The pandemic likely exacerbated an already growing drug and overdose problem, driven by the prevalence of fentanyl, authorities said. Methamphetamine was involved in the majority of deaths, at 75 per cent, roughly the same as the previous year.
But the involvement of fentanyl in overdose deaths nearly doubled to 45 per cent, the report said.
“The findings in this report reflect a true state of emergency,” said First District Supervisor Hilda L. Solis.
“In a civil society, it is unacceptable for any of us to not be profoundly disturbed by the shocking needs documented in this year’s homeless mortality report.”
Los Angeles County is home to the Skid Row neighborhood, notorious for poverty and drugs and where LA’s homeless population was once largely confined. Now, rows of tents, cardboard shelters, battered RVs and makeshift plywood structures are familiar sights throughout the nation’s second-most populous city.
California has the largest unhoused population in the country, estimated at 161,000 with nearly a quarter of that number suffering from severe mental illness, according to a 2020 count of homeless people required by the U.S. Department of Housing and Urban Development.

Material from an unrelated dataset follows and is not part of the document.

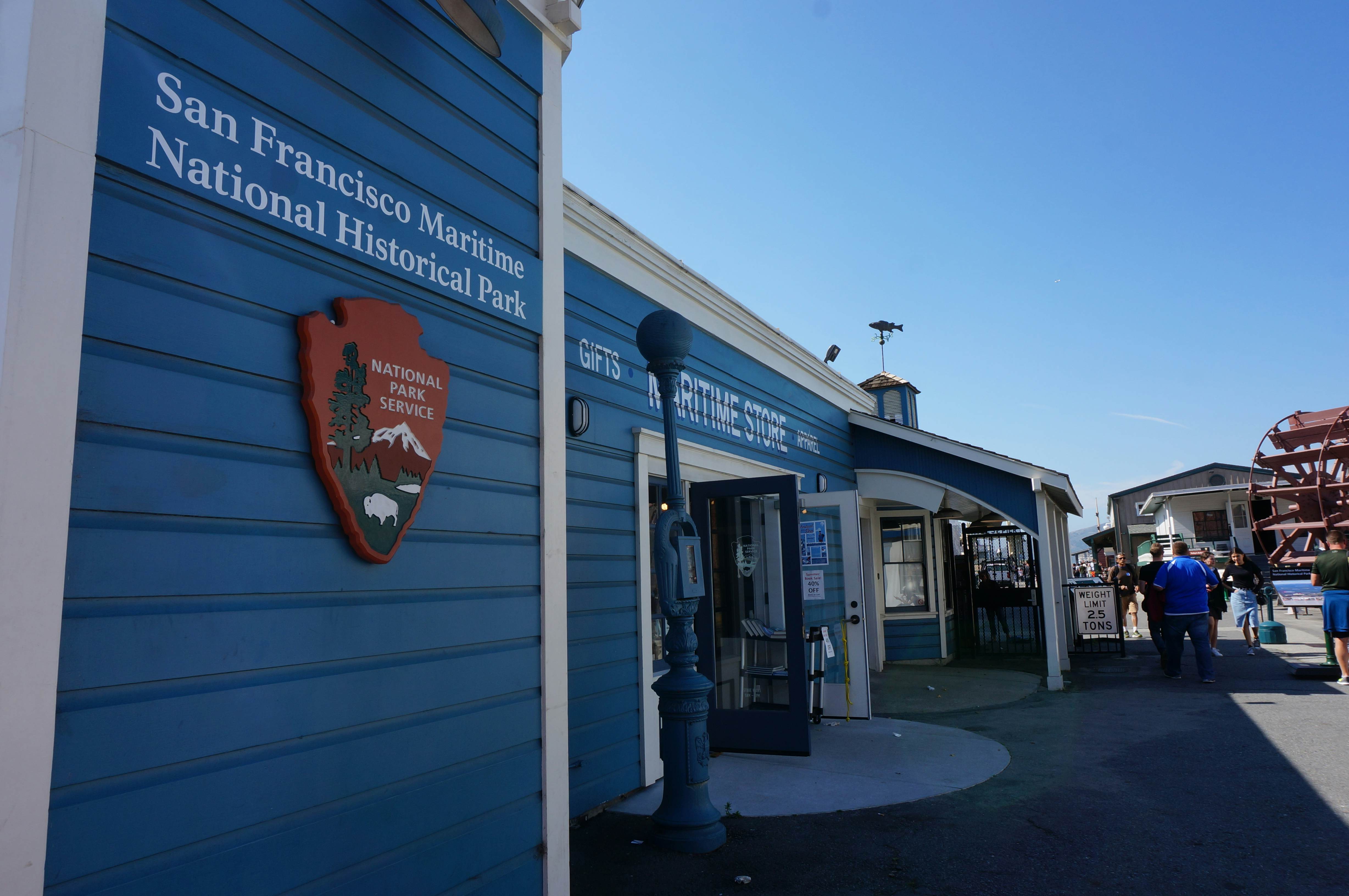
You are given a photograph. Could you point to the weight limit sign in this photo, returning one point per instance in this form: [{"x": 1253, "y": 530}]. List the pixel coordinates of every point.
[{"x": 1097, "y": 612}]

“The COVID-19 pandemic’s impact on people experiencing homelessness has clearly extended beyond the immediate effects of this new and deadly virus,” said Los Angeles Public Health Director Barbara Ferrer.
“The pandemic has exacerbated stressors already burdening this vulnerable population.”
A study of San Francisco homeless deaths released last month showed similar findings: Between March 2020 and March 2021, there were 331 homeless deaths recorded in San Francisco, more than twice the number of any previous year, with the leading cause of death being drug overdose, according to a study conducted by the University of California San Francisco and the city’s Department of Public Health.